I am currently reading (or, more accurately, utterly absorbed by) Italo Calvino’s if on a winter’s night a traveller. I have just got to the bit where the discussion turns to frequency of appearance of words in certain types or genres of books and what that all means. So, for fun, I decided to test this on the Beast, also known as, my MA thesis.
I found some software on the Internet that analyses word frequency. So I pasted in the Beast.
Here is a summary of some of the results (I have wielded out the most boring and predictable words, such as ‘a’, ‘the’ and ‘of’):
The twelfth most frequently occurring word is: ‘objects’ – 184 times (1.1165% of the text).
This is closely followed, at thirteen, by ‘things’ – 159 times (0.95% of the text).
Then there is a steam of boring words before we get to number 25 – ‘life’ which appears 88 times at 0.53% of the text, and at number 26 is ‘still’ at 85 times and 0.151% of the text.

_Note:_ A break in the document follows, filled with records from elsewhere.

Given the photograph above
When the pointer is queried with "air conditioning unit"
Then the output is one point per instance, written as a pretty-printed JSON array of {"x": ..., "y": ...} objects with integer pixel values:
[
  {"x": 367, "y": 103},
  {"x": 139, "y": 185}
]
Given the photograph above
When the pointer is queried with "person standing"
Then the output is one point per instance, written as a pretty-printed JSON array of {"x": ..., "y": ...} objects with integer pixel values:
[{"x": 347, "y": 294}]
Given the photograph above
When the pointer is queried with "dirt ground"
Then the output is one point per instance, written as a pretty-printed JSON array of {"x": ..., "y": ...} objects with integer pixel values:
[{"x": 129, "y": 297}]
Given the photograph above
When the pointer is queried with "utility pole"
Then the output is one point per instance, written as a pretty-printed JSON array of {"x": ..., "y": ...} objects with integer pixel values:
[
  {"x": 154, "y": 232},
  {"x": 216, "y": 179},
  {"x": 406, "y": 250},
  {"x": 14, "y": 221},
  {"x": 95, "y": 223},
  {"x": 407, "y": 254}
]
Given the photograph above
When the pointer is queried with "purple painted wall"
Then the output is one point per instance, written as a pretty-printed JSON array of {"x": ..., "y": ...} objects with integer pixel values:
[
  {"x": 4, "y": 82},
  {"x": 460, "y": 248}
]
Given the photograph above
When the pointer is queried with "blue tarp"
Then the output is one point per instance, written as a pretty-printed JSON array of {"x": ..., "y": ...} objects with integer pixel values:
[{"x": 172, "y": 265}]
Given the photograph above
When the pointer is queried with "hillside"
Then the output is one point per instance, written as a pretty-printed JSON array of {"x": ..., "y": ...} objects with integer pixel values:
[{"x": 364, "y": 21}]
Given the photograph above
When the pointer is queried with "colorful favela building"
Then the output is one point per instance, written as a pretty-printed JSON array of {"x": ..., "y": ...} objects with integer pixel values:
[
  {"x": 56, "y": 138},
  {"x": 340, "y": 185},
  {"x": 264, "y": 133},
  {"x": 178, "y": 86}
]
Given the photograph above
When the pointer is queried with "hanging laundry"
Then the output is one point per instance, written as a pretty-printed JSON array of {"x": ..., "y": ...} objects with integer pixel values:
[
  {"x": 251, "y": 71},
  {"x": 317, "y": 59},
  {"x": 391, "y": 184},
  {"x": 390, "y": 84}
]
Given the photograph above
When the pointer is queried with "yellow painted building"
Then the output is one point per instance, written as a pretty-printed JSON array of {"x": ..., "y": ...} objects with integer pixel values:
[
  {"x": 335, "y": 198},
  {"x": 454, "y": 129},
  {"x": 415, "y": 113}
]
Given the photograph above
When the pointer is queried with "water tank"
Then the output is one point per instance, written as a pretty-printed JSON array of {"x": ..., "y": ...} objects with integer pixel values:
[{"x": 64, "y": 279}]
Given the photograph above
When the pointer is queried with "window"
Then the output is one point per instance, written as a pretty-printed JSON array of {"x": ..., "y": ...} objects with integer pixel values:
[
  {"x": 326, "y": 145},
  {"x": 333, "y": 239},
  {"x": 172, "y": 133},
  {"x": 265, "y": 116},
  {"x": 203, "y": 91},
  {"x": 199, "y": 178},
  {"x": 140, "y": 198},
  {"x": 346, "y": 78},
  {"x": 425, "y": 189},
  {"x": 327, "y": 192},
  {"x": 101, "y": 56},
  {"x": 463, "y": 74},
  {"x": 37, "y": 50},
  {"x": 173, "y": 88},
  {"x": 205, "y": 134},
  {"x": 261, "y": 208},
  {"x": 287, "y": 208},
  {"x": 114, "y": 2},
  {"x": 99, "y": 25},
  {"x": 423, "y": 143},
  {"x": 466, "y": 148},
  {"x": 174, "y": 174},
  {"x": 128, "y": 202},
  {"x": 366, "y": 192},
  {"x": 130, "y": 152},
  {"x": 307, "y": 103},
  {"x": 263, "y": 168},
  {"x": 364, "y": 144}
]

This of course begs the question why were there three lives without a still in a thesis about still life?
At number 28 we see the word ‘art’ with 74 appearances and 0.44% of the text. That is shockingly low.
After that, the most notable are ‘virtual’ at 64 occurrences, space at 59, ‘reality’, ‘idea’ and ‘one’ tie at 38 occurrences. I see that ‘power’ and ‘people’ both appear 29 times, and ‘exist’, ‘relationship’, and ‘self’ 28 times each. ‘Artist’ is there 23 times, yet ‘cyberspace’ 21 times. I ‘argued’ 14 times (that sounds about right for me) and only ‘explained’ once. Something must have been quite ‘baffling’ to me about things and still life art, but only just the once.
And, very curiously, the word ‘spaceship’ appeared once too. I don’t remember discussing spaceships.